ロータスの救世主 初代エリーゼ 「1km走れば恋に落ちる」前編
公開 : 2018.05.06 16:10
ドア付き・ミドシップ
ドアレスのロードスターとして開発を始めたエリーゼは、当初 “ステップインカー” と名付けられた。ロータスの基本思想に回帰するために、車重をわずか575kgに留め、スポーツカーの熱狂的愛好家に的を絞る少量生産を想定したのである。ロータスグループの新オーナーであるブガッティ・インダストリーズは、これがエンジニアリング部門の看板モデルになることを期待していた。
プロジェクトマネージャーのトニー・シュートが指揮する開発は、コンセプトを急速に進化させていった。ドアの採用が重量増を招いたものの、実用性は向上(デザイナーのジュリアン・トムソンは「初期の完成イラストを見て不安になっていたディーラーはホッとした」と回想している)。一方、フロントエンジンで後輪駆動という初期の構想に代えてミドシップが採用される。このレイアウトには、ハンドリング性能とエキゾチックなスタイリングに加え、最小限の変更で大衆車用FFパワートレインを流用できる利点があった。
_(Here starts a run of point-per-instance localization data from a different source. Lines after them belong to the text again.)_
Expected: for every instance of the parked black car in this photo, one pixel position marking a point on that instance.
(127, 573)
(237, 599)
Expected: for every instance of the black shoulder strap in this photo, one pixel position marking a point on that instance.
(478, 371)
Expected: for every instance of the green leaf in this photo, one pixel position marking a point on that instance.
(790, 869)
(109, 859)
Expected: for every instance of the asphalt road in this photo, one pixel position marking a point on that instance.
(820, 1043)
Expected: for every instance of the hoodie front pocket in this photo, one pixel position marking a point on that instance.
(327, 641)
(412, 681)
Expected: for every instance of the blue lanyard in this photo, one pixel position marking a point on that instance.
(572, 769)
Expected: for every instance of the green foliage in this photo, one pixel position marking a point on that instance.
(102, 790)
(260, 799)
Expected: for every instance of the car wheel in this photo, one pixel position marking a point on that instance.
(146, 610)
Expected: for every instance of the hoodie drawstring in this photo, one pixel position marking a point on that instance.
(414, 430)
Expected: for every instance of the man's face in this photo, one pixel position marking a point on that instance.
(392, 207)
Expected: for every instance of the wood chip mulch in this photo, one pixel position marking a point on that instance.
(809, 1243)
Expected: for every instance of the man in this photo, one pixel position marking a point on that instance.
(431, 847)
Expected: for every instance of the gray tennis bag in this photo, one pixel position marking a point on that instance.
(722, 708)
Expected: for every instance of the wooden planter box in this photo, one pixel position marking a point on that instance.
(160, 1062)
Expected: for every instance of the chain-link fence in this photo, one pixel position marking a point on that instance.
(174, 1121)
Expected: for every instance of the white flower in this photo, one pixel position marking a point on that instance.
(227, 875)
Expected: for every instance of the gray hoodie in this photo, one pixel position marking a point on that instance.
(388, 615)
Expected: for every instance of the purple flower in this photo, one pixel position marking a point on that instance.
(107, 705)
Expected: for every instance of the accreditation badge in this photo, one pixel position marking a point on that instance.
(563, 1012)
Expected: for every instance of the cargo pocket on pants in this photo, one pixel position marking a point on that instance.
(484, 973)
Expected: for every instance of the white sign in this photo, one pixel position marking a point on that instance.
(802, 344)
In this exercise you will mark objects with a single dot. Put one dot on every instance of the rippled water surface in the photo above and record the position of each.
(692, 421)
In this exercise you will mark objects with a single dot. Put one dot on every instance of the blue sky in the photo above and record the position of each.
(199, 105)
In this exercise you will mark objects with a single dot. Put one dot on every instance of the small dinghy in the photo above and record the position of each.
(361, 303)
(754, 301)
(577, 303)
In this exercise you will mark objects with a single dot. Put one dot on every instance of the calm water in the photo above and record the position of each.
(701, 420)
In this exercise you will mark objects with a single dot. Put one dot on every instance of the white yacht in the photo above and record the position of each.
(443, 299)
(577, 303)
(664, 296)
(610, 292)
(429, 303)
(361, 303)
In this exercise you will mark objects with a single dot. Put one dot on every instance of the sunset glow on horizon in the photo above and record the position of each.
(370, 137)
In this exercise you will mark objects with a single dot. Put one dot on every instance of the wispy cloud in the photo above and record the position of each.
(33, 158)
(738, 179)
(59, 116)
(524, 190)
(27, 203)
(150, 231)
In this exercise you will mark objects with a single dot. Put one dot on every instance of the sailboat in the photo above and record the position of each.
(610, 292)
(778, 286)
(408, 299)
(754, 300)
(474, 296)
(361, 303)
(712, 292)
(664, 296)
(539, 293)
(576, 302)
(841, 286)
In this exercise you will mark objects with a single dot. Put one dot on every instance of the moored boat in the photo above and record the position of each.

BMWが1994年にローバーを買収すると、ロータスがプロジェクトを単独で完結できる見通しは暗くなった。しかしローバーは、引き続き1796cc Kシリーズを提供。このパワーウエイトレシオに優れるエンジン(120ps、変速機を含め130kg)は、幸運なことにミドシップのMGFに合わせて仕様変更されていたし、予算も希望の範囲だった。エンジンの選択がそれほど冒険的ではない反面、ボディの構造は斬新な道を歩むことになる。